La statue de bronze d’Ovide l’exilé à quelques petites centaines de mètres de la mosquée, est littéralement cernée par les parasols des restaurants et des échoppes touristiques. Et la vieille synagogue, éviscérée, à deux pas de là tombe en ruines, dont il ne reste que l’imposante façade et les murs latéraux, gangrénés par le temps et la négligence des pouvoirs publics. Quant au vieux Casino de style Art Nouveau, inauguré au tout début du XXe siècle, ce n’est plus qu’un imposant bâtiment fantôme, en attente de réhabilitation depuis des décennies.

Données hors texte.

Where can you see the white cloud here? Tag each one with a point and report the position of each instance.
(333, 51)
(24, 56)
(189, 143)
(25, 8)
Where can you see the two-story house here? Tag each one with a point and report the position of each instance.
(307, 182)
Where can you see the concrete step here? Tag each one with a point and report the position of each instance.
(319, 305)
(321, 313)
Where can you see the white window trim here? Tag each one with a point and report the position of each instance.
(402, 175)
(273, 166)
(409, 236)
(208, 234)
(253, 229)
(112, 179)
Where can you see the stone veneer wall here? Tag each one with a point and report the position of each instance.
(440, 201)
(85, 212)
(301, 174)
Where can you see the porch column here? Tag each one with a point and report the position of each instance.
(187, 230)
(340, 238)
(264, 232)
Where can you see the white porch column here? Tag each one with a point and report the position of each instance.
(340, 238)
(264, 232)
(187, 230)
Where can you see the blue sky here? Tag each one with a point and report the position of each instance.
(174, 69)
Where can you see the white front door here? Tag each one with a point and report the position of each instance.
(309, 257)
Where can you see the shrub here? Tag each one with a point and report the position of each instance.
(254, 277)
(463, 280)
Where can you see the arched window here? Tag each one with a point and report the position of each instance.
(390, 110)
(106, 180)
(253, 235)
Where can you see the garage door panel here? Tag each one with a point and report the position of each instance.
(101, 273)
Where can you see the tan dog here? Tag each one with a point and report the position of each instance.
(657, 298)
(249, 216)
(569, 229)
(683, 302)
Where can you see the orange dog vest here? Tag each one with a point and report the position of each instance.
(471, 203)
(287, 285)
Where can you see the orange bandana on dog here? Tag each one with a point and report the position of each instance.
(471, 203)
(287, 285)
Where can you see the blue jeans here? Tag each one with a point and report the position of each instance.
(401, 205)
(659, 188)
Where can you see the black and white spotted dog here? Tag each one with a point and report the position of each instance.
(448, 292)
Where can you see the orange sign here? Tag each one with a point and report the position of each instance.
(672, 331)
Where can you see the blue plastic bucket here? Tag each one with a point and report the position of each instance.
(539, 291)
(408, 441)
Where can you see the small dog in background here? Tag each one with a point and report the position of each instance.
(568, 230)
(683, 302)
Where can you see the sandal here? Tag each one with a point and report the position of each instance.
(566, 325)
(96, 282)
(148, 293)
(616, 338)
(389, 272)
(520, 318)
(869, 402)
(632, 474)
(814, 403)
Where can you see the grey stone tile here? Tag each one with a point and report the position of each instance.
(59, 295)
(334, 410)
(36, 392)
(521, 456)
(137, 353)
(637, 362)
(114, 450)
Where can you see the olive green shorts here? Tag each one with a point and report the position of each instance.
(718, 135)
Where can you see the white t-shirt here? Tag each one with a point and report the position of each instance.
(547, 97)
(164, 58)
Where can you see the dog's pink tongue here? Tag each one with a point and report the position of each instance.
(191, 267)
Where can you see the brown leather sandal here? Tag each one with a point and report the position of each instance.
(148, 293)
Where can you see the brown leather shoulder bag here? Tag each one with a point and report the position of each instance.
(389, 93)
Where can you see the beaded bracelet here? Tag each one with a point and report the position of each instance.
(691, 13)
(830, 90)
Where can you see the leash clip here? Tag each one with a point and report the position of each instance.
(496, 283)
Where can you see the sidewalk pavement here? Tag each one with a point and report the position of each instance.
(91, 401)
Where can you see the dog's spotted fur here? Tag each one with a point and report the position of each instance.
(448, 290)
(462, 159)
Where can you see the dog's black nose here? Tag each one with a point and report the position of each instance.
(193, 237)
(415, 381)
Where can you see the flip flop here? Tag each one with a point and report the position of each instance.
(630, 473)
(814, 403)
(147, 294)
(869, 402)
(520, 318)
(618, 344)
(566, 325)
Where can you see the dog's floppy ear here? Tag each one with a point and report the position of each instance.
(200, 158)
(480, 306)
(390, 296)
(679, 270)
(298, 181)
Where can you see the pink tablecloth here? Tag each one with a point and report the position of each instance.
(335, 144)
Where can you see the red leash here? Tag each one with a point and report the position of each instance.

Danube et Danubio, noms aux sonorités sèches et sombres, au contraire de die Donau (au féminin en allemand), et des plus chantants : Dunaj, Dunărea (en roumain), Дунай (en russe), et Дунав (en serbe et en bulgare)« Un gynécée d’eaux lentes dans la brume » dira Paolo Rumiz à propos du fleuve et de ses affluents majeurs, dans È Oriente (« Un gineceo di acque lente nella bruma »).

Pendant le trajet retour, en toute fin d’après-midi, j’étais assis à côté d’une charmante rousse aux longs cheveux frisés et aux yeux très clairs, qui lisait négligemment un roman de Philip Roth, Contraviața (j’imagine qu’il s’agissait de Contrevie), en tripotant nerveusement son Smartphone. 

Et je me suis dit : c’est par les femmes que l’on connaît mieux un pays qui vous était étranger. Quel était son prénom ? »

Thierry Clermont, juin 2021

Notice bio

*Thierry Clermont est né en 1966, il vit à Paris. Il est écrivain et critique au Figaro littéraire.

A publié plusieurs recueils de poésie, dont Jubilate ! Poèmes pour soprano (La Différence, 2010) et Le Rire des belettes, préface de René de Obaldia (Naïve, 2012).

Son récit vénitien, San Michele (Le Seuil), a obtenu le prix Méditerranée Essai en 2015. Son roman cubain Barroco bordello (Le Seuil) a été finaliste du prix Femina en 2020.  Dernier ouvrage paru : La Balade de Galway (Arléa, 2021). Il a été lauréat du Prix Hennessy du journalisme littéraire en 2018.

A rédigé de nombreuses préfaces pour des rééditions (Chateaubriand, Alexandre Dumas, Henry James, Graham Greene…).